Life is crazy. Life is scary. It all started in March. I was hit head on by some guy, running late to work, running a red light. My car was totaled, my body shook up, but my perception of life was seriously f#@%ed. I was afraid to drive, afraid to leave the house, afraid that as a whole humanity had lost its “Give A Shit” about anything.
After The Accident, the Boston Bombing happened. Already shook up and not in the best place,
this affected me very intensely emotionally and energetically. I began to
wonder, “Is this the norm now? Will my kids grow up in a society where bombings
just happen? How can I protect them? Can I protect them at all?” In some parts
of the world, this is the regular, every day. We take for granted in this
country the general quality of life.
Tornadoes hitting close to metropolitan areas, causing mass
devastation have become a norm on the news.
I have been struggling with a mentally ill family member who
is lost. There isn’t even a sliver of the person I love left, and it breaks my
heart. I live in constant fear for her safety and well-being.
Fear is everywhere. So what to do?
This is what getting intimate with fear has taught me.
Fear exists for a reason.
Fear can be a motivator.
Fear holds the key to unlocking the deepest parts of
ourselves.
It’s okay to feel fear.
Friend your fear. Fear is as much a part of me as every
emotion I experience. It just gets the
worst rap.
My friend fear used to be my enemy. When she (I am using she because essentially this fear
is mine, a part of me, the whole of me, and I am choosing to own it as mine) when
she would come around I would resist. I would push through. I would distract.
I would numb. I would blame. I would make excuses.
I would do whatever it took to avoid friending my fears.

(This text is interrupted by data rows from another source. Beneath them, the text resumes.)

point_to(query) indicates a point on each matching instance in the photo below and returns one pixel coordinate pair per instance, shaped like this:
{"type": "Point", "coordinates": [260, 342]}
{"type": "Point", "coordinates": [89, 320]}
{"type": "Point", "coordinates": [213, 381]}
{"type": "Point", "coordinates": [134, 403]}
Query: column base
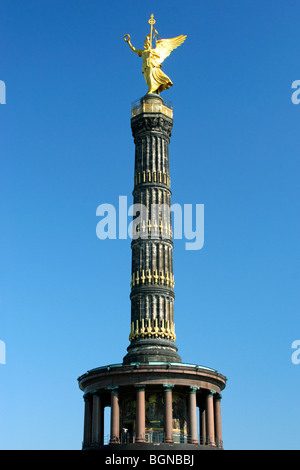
{"type": "Point", "coordinates": [152, 350]}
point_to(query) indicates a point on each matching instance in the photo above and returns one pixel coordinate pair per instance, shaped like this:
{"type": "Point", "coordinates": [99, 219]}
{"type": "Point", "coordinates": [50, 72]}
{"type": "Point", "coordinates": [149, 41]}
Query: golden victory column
{"type": "Point", "coordinates": [154, 397]}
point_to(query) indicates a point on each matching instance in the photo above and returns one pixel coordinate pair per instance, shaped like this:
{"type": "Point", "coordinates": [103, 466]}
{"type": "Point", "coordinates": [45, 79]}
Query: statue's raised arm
{"type": "Point", "coordinates": [127, 39]}
{"type": "Point", "coordinates": [156, 79]}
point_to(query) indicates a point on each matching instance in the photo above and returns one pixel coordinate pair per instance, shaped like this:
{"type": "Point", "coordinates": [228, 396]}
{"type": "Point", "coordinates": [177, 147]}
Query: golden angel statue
{"type": "Point", "coordinates": [156, 79]}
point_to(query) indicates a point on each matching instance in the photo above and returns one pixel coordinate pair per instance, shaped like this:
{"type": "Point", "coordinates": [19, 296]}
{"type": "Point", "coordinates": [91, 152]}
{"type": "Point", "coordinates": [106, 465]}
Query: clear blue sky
{"type": "Point", "coordinates": [66, 147]}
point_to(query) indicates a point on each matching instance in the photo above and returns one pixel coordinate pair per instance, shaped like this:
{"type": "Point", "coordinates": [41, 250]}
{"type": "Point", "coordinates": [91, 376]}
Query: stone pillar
{"type": "Point", "coordinates": [202, 417]}
{"type": "Point", "coordinates": [140, 414]}
{"type": "Point", "coordinates": [97, 420]}
{"type": "Point", "coordinates": [210, 418]}
{"type": "Point", "coordinates": [168, 413]}
{"type": "Point", "coordinates": [115, 417]}
{"type": "Point", "coordinates": [218, 421]}
{"type": "Point", "coordinates": [87, 436]}
{"type": "Point", "coordinates": [193, 437]}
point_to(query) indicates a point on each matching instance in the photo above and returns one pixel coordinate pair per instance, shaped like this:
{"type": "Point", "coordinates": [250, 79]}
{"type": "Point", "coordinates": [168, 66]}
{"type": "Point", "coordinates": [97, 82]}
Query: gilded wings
{"type": "Point", "coordinates": [164, 47]}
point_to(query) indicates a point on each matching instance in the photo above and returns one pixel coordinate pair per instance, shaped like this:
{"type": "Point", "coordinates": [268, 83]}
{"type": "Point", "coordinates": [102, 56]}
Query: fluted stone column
{"type": "Point", "coordinates": [87, 436]}
{"type": "Point", "coordinates": [152, 333]}
{"type": "Point", "coordinates": [192, 409]}
{"type": "Point", "coordinates": [97, 420]}
{"type": "Point", "coordinates": [115, 417]}
{"type": "Point", "coordinates": [140, 414]}
{"type": "Point", "coordinates": [210, 418]}
{"type": "Point", "coordinates": [218, 421]}
{"type": "Point", "coordinates": [168, 393]}
{"type": "Point", "coordinates": [202, 418]}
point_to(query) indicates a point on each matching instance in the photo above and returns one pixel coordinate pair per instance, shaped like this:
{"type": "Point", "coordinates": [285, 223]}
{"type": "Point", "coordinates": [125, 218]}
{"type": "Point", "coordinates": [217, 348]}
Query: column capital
{"type": "Point", "coordinates": [139, 387]}
{"type": "Point", "coordinates": [168, 387]}
{"type": "Point", "coordinates": [114, 390]}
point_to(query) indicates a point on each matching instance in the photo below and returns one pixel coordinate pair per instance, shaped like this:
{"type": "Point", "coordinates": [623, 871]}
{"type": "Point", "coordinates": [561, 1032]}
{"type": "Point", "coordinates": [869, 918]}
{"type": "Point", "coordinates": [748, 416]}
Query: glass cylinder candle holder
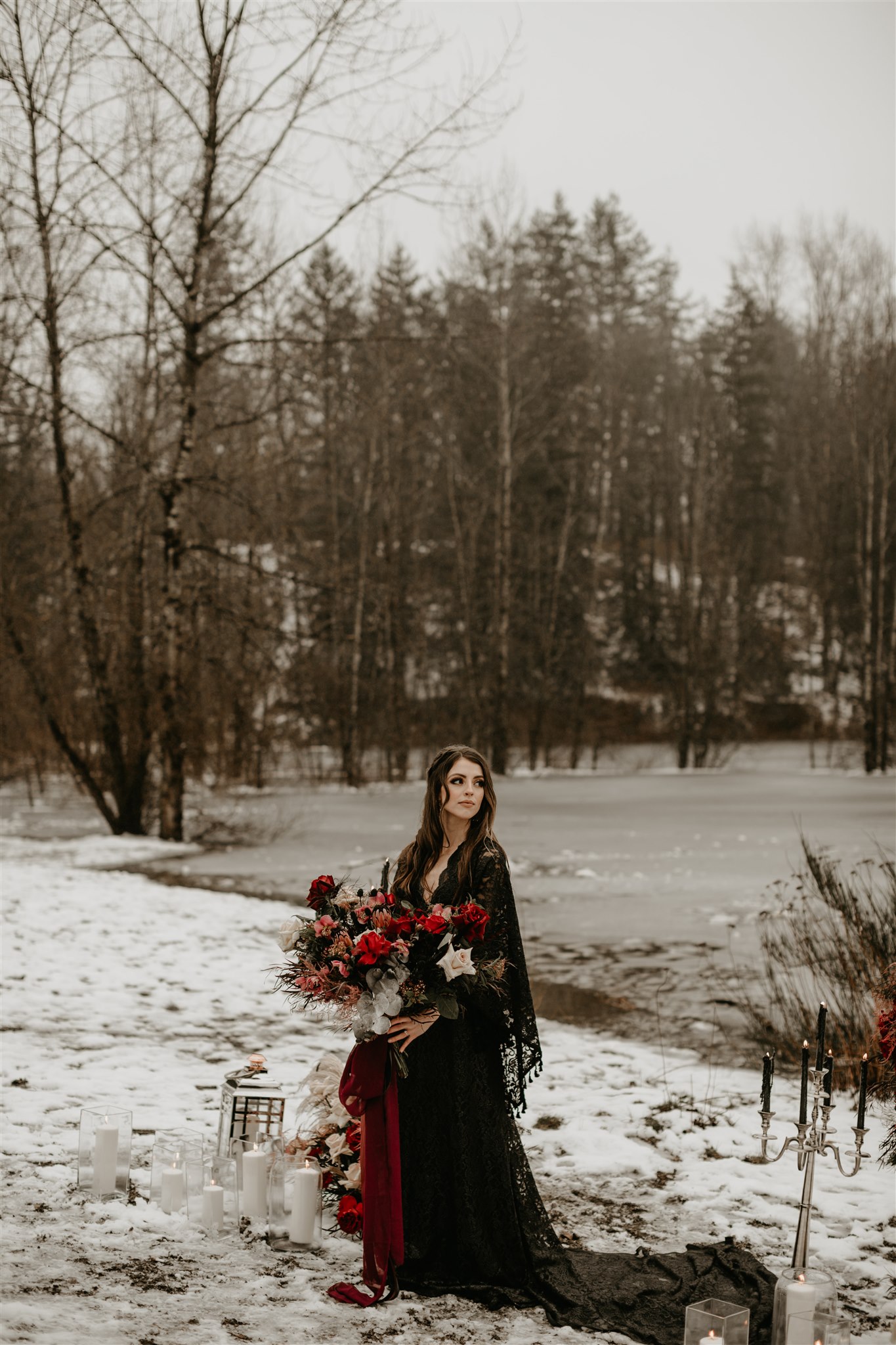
{"type": "Point", "coordinates": [254, 1161]}
{"type": "Point", "coordinates": [178, 1151]}
{"type": "Point", "coordinates": [826, 1329]}
{"type": "Point", "coordinates": [219, 1204]}
{"type": "Point", "coordinates": [801, 1290]}
{"type": "Point", "coordinates": [104, 1152]}
{"type": "Point", "coordinates": [295, 1204]}
{"type": "Point", "coordinates": [714, 1320]}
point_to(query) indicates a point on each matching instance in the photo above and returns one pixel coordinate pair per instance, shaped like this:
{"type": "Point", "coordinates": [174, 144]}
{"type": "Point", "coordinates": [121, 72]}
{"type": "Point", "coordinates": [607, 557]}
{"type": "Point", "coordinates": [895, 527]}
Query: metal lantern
{"type": "Point", "coordinates": [251, 1107]}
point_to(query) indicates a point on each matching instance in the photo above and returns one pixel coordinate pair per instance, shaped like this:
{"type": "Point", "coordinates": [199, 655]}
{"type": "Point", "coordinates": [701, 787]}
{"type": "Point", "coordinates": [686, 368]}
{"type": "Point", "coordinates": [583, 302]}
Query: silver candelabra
{"type": "Point", "coordinates": [813, 1138]}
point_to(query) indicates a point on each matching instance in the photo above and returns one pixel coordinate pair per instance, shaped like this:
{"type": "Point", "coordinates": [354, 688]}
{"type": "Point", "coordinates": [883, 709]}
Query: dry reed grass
{"type": "Point", "coordinates": [832, 939]}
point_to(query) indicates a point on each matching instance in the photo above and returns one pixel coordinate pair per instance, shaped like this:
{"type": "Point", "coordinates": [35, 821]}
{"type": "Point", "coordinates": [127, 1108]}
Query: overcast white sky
{"type": "Point", "coordinates": [702, 115]}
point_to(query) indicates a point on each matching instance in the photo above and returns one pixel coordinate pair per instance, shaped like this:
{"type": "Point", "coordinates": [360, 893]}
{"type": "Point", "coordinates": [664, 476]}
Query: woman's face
{"type": "Point", "coordinates": [463, 790]}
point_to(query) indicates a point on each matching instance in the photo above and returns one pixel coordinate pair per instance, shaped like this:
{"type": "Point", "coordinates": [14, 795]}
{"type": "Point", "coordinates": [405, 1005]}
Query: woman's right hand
{"type": "Point", "coordinates": [408, 1028]}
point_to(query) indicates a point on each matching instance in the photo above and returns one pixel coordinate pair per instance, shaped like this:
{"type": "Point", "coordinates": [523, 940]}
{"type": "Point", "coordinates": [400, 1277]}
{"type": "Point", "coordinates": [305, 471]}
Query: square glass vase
{"type": "Point", "coordinates": [826, 1328]}
{"type": "Point", "coordinates": [219, 1204]}
{"type": "Point", "coordinates": [255, 1160]}
{"type": "Point", "coordinates": [801, 1294]}
{"type": "Point", "coordinates": [295, 1204]}
{"type": "Point", "coordinates": [104, 1152]}
{"type": "Point", "coordinates": [716, 1320]}
{"type": "Point", "coordinates": [178, 1152]}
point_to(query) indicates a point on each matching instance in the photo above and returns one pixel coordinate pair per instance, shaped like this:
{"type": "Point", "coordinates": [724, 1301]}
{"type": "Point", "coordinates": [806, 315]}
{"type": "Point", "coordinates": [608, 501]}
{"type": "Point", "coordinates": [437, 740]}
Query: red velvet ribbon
{"type": "Point", "coordinates": [368, 1090]}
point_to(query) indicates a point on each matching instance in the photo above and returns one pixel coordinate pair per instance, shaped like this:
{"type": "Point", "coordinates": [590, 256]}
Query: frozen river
{"type": "Point", "coordinates": [629, 885]}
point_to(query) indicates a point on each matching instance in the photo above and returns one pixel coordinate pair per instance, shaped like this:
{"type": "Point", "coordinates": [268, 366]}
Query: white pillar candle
{"type": "Point", "coordinates": [801, 1298]}
{"type": "Point", "coordinates": [105, 1157]}
{"type": "Point", "coordinates": [172, 1189]}
{"type": "Point", "coordinates": [254, 1184]}
{"type": "Point", "coordinates": [301, 1218]}
{"type": "Point", "coordinates": [214, 1207]}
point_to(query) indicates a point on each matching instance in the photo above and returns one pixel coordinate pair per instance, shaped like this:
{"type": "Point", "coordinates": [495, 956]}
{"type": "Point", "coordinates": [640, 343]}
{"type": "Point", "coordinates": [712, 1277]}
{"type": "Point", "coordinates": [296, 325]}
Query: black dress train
{"type": "Point", "coordinates": [475, 1223]}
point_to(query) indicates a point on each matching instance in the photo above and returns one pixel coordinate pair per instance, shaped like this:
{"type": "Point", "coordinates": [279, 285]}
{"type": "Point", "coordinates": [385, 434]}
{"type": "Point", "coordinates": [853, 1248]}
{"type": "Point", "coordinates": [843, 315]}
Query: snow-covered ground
{"type": "Point", "coordinates": [127, 992]}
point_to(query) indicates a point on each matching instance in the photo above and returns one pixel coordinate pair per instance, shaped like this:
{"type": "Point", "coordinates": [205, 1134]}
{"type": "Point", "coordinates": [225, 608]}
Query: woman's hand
{"type": "Point", "coordinates": [408, 1028]}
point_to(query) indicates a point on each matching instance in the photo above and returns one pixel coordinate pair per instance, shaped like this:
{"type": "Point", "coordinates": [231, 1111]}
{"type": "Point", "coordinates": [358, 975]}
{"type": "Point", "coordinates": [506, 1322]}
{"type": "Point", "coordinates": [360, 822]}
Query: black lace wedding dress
{"type": "Point", "coordinates": [473, 1219]}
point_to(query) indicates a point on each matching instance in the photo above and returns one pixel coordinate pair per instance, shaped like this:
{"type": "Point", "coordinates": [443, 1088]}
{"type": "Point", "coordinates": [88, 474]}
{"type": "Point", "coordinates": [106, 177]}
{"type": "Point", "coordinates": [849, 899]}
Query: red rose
{"type": "Point", "coordinates": [471, 921]}
{"type": "Point", "coordinates": [350, 1215]}
{"type": "Point", "coordinates": [398, 926]}
{"type": "Point", "coordinates": [431, 923]}
{"type": "Point", "coordinates": [320, 891]}
{"type": "Point", "coordinates": [371, 947]}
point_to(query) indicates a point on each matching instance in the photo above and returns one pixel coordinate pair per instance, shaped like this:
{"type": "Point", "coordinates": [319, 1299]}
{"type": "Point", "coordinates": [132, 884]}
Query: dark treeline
{"type": "Point", "coordinates": [286, 514]}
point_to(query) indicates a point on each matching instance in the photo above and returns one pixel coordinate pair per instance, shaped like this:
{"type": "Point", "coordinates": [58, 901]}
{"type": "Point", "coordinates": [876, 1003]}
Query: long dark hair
{"type": "Point", "coordinates": [421, 854]}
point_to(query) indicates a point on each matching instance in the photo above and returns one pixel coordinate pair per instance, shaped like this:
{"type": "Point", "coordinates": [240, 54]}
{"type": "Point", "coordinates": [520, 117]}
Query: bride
{"type": "Point", "coordinates": [473, 1219]}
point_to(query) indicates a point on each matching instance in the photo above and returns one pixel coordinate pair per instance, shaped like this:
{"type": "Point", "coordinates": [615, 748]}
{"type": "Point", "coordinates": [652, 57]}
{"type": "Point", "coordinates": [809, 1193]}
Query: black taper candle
{"type": "Point", "coordinates": [766, 1082]}
{"type": "Point", "coordinates": [803, 1086]}
{"type": "Point", "coordinates": [820, 1039]}
{"type": "Point", "coordinates": [863, 1090]}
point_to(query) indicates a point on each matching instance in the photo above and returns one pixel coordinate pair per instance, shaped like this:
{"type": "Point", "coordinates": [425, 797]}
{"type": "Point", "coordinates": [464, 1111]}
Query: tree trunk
{"type": "Point", "coordinates": [503, 562]}
{"type": "Point", "coordinates": [351, 755]}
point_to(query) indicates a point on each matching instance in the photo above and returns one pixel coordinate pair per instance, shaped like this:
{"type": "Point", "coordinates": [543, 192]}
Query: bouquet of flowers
{"type": "Point", "coordinates": [328, 1136]}
{"type": "Point", "coordinates": [371, 956]}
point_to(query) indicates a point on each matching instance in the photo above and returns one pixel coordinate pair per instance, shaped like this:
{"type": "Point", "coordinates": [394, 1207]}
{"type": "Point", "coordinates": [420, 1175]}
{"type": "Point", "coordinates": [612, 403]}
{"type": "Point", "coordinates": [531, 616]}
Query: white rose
{"type": "Point", "coordinates": [457, 962]}
{"type": "Point", "coordinates": [289, 931]}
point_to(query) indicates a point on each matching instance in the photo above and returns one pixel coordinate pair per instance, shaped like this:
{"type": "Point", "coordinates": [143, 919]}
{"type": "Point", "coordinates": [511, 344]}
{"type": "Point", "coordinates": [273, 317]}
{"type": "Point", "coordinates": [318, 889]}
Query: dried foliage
{"type": "Point", "coordinates": [832, 939]}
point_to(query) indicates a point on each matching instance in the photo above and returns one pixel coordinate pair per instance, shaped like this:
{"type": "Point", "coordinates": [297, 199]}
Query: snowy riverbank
{"type": "Point", "coordinates": [121, 990]}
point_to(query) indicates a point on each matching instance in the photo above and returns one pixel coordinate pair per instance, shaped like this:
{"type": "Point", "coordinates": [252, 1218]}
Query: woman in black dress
{"type": "Point", "coordinates": [475, 1223]}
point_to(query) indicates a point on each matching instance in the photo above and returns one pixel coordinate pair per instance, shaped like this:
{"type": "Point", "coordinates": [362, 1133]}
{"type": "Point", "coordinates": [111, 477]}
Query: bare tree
{"type": "Point", "coordinates": [246, 100]}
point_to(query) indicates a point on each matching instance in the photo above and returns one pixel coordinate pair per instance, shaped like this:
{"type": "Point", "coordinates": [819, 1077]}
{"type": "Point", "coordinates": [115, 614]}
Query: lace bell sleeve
{"type": "Point", "coordinates": [490, 889]}
{"type": "Point", "coordinates": [509, 1013]}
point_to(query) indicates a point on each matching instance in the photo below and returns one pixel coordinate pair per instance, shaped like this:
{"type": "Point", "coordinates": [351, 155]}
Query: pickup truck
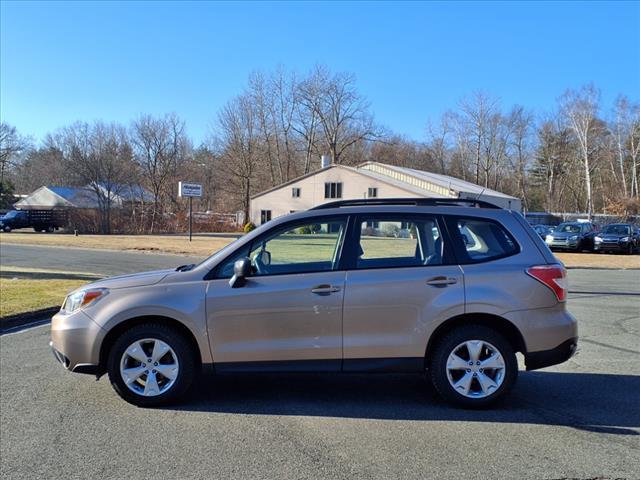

There’s always an excuse for not following the call of your
heart. There’s always someone to blame
for the “challenges” in life. There’s always a way to get around the tough
stuff, always something else to do, something easier to do. There’s always a glass of wine, or three to dull the
mind, and tune out.
Fear Exists For A
Reason
Every time I experience fear, there’s an underlying reason,
some old/new insecurity, usually stemming from not being accepted and
appreciated, or feeling that I am not worthy enough. I can trace back to the
root of the issue, in yoga terms this is called vichara, and start to create new mental and emotional patterns that
support me.
Fear Is A Motivator
Fear has motivated me to be stronger than my fear. To do the
work every day that connects me to my power and courage, to be brave. What
work? Practicing the yoga poses that scare me, sitting through my meditation
even when some deep release is happening, that’s making my skin crawl, that
forces an audible scream from my mouth. Fear has motivated me to be calm when
driving, because I do not want my sweet, innocent, children to grow up thinking
driving is scary. Even now, fear is a factor in my motivation to write.
Fear Holds the Key to
Unlocking the Deepest Parts of Ourselves
Whatever we fear, wherever we hold fear, we are inhibiting
our ability to connect to and experience life in the most potent, fulfilling
way. Only by getting dirty, diving in and swimming around in the muck, the dark
parts of ourselves, can we come back to the shining.
It’s Okay to Feel Fear
Everyone experiences it, our stories are so different but
shockingly similar. There’s this cultural mindset that we all have to walk
around knowing everything, being okay with everything, not getting upset,
scared, or scarred by anything. What a very
silly way to live. Imagine how different
our lives’ would be if we could just talk about what really scares us? If instead of talking about the weather we
could say, “Today I felt really insecure when…” or if we could share openly and
honestly with each other about what keeps us up at night, without the fear of
judgment and criticism. I am taking that
leap now; let’s take it together.
Friend Your Fear
Fear is a part of me; it’s a part of you. Just as much as love, passion, compassion, joy,
and even anger, or jealousy are a part of us. We are whole beings, not separate beings divided by the emotions we enjoy
or do not enjoy. It’s all there, whether
we like it or not. We can either friend
it or fight it.
Let’s be real. This is intense work. In order to friend your
fear you have to first want to
friend your fear. This thought alone can totally blow your mind. Why? Because
it’s so much easier to resist, distract, blame, numb and make excuses. Who
really wants to get to know the parts of themselves that are buried so deeply
and locked up so tightly that it requires an entire demolition of the person
you thought you were to reveal where you have room to grow?
This girl, that’s who.
The way I see it I have two options.
Friend my fear and tune in to my desire to embrace all of the parts that
make the whole of me; or live in a state of fear, that is debilitating, that
shadows every promise of light, creativity, and love that I can offer the
world.
A dear friend of mine once said to me, why are you so afraid
of your own unfolding? I guess that’s the question we should all ask ourselves. Do your work, love yourself, all of yourself, friend your fear.